His interactions with famous men proved arresting, too. He completed his work for a philosophy degree under John Dewey at Columbia but refused to accept it, never filing his approved dissertation. Sigmund Freud hosted Eastman in Vienna, insisting that he did not despise America—he merely regretted it. Stalin dubbed Eastman a “gangster of the pen.” Eastman’s translation work for Leon Trotsky reinforced the warning that we should never meet our heroes. A lover, not a fighter, Eastman nevertheless added to his legend by brawling with Ernest Hemingway.

Eastman longed to do his own thing without the constraint of jobs that required him to do another’s thing. Though he craved great pay and great freedom, two desires often in conflict, he happily edited The Masses for gratis during the waning days of the Progressive era and eventually regarded his well-compensated work for Reader’s Digest from 1941 onward as a form of slavery. In both cases, the pay mattered not; the job mattered all. He liked to do what he liked to do.  

Briefly in 1938, Eastman hosted a radio show, Word Game, which bestowed Webster’s dictionaries on winners and losers alike—and a weekly ego boost for its master of ceremonies. One of the final stops on his long, strange trip was National Review, about as far ideologically from The Masses and The Liberator as it gets—and, in Irmscher’s view, a regression. For Eastman, it represented a Little Magazine receptive to the thoughts of a senior citizen increasingly ignored in other quarters. “Add to Max’s atheism his continuing—if now severely qualified—admiration for Lenin,” Irmscher writes, “and one understands how difficult it would be simply to put Max in the National Review camp.” Indeed, he broke from the Right’s flagship magazine in the early 1960s, soon opposing the Vietnam War and Communism, a perfectly Eastman thing to do. And maybe that’s the story of Max Eastman: an individual, ill-suited for any camp.

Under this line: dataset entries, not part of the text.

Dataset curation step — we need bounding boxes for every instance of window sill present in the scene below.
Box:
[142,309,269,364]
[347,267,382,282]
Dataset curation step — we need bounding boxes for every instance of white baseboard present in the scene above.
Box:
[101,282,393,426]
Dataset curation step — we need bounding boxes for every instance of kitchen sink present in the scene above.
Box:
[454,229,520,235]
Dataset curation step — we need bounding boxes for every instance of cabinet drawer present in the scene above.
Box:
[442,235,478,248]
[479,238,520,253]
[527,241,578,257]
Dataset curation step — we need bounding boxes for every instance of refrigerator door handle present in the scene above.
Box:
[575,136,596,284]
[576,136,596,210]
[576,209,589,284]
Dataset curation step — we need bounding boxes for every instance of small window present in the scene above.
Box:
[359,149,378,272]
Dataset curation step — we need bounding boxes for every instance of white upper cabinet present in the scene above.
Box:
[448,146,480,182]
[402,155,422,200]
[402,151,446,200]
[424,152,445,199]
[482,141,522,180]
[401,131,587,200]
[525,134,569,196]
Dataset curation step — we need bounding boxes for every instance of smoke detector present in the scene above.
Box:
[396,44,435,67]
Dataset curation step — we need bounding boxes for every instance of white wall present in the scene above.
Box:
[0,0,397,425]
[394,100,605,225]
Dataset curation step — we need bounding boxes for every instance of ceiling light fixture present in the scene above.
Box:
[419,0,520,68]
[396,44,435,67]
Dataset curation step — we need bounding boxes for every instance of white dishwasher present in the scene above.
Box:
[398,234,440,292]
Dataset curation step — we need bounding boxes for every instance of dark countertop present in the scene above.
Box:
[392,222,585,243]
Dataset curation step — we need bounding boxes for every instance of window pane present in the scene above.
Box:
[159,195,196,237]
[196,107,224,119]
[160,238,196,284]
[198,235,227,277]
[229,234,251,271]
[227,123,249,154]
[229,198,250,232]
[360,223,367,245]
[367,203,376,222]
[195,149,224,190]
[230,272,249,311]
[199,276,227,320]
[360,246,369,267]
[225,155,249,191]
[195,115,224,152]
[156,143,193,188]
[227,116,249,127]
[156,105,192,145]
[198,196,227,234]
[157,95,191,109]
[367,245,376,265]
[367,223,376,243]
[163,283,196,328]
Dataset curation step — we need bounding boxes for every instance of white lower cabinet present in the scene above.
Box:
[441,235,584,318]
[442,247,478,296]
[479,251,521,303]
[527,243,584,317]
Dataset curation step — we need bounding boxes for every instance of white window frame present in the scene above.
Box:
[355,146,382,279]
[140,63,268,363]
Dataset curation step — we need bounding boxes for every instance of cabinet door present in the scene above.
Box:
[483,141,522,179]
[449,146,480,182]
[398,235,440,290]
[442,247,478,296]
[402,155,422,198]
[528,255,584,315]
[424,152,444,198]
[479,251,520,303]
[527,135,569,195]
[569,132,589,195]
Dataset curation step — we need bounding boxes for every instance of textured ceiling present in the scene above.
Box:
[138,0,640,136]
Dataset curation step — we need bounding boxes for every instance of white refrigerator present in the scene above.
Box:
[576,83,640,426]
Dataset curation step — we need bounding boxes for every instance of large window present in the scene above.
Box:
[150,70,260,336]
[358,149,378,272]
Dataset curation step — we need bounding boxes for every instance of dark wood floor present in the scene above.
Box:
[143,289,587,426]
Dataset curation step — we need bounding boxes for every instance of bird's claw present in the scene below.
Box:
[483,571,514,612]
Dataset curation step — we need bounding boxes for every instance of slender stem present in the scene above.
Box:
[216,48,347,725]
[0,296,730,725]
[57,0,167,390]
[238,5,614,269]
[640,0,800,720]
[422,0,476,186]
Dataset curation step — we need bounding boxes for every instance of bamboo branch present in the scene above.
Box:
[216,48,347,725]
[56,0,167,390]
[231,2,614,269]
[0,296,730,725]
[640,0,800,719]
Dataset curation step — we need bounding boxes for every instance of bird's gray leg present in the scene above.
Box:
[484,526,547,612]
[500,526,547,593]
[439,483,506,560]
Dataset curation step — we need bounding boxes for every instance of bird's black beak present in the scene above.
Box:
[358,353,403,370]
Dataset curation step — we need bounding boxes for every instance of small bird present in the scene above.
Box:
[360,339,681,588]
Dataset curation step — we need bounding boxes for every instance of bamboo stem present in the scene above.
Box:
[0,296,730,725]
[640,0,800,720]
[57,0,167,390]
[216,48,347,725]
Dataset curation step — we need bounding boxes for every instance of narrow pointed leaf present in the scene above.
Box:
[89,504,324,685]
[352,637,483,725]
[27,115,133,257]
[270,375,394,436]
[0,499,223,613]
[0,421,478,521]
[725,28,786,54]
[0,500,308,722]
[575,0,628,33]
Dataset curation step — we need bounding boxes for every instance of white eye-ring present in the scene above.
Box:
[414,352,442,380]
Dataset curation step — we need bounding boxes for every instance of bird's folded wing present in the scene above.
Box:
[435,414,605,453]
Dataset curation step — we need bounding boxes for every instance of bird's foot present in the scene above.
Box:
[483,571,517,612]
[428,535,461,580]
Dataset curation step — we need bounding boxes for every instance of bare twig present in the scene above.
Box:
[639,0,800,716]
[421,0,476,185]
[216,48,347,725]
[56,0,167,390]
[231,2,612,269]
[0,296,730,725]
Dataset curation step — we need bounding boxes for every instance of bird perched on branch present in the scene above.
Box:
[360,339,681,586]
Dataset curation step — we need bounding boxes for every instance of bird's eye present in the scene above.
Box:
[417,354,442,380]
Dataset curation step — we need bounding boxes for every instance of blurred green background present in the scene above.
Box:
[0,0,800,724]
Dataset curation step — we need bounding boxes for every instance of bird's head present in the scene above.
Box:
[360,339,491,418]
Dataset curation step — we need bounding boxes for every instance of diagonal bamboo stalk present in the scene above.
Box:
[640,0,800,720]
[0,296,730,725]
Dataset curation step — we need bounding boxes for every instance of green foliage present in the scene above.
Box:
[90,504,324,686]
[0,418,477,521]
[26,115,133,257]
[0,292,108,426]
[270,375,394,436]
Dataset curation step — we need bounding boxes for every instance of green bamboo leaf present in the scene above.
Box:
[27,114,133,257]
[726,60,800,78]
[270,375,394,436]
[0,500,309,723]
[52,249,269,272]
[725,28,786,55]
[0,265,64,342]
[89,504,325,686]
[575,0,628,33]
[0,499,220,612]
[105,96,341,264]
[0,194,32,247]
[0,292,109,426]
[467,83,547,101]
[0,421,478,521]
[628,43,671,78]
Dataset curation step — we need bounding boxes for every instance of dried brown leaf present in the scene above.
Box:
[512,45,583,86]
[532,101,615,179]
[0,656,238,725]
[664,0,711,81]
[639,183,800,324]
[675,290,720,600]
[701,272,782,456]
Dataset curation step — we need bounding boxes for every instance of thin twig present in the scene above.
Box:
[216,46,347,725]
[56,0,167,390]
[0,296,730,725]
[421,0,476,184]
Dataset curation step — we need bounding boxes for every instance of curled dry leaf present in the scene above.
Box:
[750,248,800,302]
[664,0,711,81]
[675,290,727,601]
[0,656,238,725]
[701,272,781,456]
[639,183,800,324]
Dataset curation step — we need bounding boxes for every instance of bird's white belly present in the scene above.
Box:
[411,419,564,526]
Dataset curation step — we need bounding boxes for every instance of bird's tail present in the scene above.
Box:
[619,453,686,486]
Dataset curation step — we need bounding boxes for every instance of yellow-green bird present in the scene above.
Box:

Irmscher relies heavily on Eastman’s correspondence, which gives a glimpse of the man behind all those books. But the books themselves, not an insignificant part of Eastman’s life, receive little attention. For readability, Eastman’s autobiography, Love and Revolution: My Journey Through an Epoch, tops Irmscher’s biography; for information—good, bad, and ugly—Irmscher’s book is the place to go. Perhaps the three-word title of Eastman’s most famous book, Enjoyment of Living, sums him up better than both.

Daniel J. Flynn, the author of A Conservative History of the American Left, serves as an editor for Breitbart.